Now Colorado U.S. Rep. John Salazar is lead horse in the race to become the next secretary of agriculture, according to the Denver Post. Salazar is a third-term congressman and a farmer from the San Luis Valley town of Manassa. His brother, Ken, is a U.S. Senator from Colorado. (Ken is above left; John is right.) The trouble for Democrats is that Rep. Salazar comes from a district that is normally Republican. Sending him to the cabinet could result is the loss of a Democratic seat.

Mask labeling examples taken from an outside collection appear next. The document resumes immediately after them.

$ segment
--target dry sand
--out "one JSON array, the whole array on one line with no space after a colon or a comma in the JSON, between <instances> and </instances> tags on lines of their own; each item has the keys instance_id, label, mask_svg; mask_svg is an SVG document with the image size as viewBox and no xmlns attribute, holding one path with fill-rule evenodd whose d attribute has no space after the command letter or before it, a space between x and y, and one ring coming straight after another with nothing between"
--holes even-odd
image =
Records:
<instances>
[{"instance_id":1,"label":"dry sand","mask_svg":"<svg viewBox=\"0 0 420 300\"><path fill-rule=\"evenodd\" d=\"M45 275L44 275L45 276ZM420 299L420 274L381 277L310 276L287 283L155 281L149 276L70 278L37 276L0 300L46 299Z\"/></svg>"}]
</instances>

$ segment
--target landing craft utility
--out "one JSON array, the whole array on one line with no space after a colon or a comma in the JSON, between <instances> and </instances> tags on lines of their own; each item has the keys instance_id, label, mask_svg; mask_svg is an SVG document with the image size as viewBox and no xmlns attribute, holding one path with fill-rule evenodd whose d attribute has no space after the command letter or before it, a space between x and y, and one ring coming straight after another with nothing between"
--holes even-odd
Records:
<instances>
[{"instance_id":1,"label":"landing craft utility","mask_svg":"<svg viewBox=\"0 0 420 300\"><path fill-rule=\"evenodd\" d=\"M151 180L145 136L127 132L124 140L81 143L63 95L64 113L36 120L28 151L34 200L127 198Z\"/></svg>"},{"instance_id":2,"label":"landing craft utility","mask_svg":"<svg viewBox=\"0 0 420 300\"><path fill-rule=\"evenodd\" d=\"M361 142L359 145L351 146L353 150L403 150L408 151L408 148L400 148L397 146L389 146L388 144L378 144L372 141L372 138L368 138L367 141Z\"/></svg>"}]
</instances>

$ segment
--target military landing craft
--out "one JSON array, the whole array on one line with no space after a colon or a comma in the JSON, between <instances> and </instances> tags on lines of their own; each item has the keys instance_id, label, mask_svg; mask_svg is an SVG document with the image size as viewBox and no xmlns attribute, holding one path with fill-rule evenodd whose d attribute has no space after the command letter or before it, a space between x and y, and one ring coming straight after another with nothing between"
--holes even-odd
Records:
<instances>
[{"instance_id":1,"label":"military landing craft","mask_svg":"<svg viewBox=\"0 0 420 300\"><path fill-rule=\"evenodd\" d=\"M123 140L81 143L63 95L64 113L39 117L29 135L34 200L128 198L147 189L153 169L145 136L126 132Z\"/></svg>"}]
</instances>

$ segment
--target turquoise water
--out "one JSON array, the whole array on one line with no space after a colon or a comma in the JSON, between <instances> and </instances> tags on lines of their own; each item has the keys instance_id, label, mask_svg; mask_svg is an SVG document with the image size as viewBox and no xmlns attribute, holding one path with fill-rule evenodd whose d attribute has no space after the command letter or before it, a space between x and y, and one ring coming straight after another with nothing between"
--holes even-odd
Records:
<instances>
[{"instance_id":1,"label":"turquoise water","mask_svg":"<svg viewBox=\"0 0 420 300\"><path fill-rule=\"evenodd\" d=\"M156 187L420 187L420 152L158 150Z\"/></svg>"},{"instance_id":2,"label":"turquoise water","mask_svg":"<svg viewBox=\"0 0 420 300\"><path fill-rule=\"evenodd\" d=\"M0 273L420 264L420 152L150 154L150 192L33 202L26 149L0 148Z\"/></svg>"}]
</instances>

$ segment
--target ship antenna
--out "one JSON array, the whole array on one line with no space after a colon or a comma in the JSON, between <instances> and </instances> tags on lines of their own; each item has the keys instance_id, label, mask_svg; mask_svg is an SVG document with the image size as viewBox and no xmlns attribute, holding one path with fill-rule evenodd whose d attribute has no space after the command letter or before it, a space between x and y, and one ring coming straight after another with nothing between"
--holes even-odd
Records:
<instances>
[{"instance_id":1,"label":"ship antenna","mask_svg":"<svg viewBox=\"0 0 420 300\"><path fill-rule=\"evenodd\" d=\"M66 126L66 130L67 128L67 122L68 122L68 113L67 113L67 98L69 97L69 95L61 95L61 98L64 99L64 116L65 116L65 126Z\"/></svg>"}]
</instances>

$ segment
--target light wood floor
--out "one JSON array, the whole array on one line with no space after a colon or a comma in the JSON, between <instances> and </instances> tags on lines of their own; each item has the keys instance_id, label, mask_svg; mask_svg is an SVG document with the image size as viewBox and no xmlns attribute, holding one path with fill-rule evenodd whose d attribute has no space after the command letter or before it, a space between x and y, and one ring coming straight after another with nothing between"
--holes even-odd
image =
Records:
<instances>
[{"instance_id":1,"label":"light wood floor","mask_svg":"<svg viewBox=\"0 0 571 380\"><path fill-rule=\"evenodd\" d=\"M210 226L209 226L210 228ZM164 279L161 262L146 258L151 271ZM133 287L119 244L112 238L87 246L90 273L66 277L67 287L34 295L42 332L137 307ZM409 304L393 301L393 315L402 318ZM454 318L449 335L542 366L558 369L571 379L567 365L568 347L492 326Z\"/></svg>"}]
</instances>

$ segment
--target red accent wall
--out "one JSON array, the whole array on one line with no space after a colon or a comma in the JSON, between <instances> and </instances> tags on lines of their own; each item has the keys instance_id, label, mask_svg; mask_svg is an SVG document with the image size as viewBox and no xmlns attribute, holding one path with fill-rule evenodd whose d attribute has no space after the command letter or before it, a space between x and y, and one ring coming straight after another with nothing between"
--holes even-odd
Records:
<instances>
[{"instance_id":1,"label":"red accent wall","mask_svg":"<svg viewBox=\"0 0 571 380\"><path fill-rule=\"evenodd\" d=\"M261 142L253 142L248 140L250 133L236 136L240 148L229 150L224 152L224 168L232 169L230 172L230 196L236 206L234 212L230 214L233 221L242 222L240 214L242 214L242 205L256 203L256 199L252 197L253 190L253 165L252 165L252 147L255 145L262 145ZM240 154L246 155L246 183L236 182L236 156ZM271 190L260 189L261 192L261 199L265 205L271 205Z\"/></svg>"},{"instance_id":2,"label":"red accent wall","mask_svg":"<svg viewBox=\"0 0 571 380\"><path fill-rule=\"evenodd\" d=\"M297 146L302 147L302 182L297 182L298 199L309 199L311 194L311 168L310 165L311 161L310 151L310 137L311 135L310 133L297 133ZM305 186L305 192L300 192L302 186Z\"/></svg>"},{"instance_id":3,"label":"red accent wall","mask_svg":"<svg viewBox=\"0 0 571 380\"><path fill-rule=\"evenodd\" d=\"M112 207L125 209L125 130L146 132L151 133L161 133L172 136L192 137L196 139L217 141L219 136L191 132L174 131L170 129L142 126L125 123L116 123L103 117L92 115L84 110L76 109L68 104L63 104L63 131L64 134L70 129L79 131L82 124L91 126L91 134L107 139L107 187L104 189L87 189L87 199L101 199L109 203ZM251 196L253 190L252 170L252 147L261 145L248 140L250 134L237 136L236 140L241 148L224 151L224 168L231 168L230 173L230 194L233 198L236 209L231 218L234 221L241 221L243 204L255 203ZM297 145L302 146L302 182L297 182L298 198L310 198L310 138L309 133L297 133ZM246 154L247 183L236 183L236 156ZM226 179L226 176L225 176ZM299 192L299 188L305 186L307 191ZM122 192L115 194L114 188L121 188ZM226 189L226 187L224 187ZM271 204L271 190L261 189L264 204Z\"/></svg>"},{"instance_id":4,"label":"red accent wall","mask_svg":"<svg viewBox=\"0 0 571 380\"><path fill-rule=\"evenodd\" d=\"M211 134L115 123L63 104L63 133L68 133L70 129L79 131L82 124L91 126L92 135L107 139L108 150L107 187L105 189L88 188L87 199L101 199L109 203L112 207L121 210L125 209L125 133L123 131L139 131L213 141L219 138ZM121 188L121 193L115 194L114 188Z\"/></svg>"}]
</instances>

The trouble for Salazar is that the U.S. Department of Agriculture is facing “intractable problems,” according to a story in today’s Washington Post. President-elect Obama promised he would help family farms, end childhood hunger and reinvigorate rural economies. But, as the Post points out, the USDA is still straightening out its crop subsidy program, is stuck with an outdated and ineffective food inspection system and still fails to “identify more than 30 percent of Americans who live in poverty and are at risk of hunger every month.”
“Bush officials in the USDA say the demands (on the agency) are staggering,” the Post reports. Food programs are expanding with the recession and already take up two-thirds of the agency’s budget. Meanwhile, recent reports from government oversight agencies find that the most urgent need is for a total revamp of the nation’s food inspection program.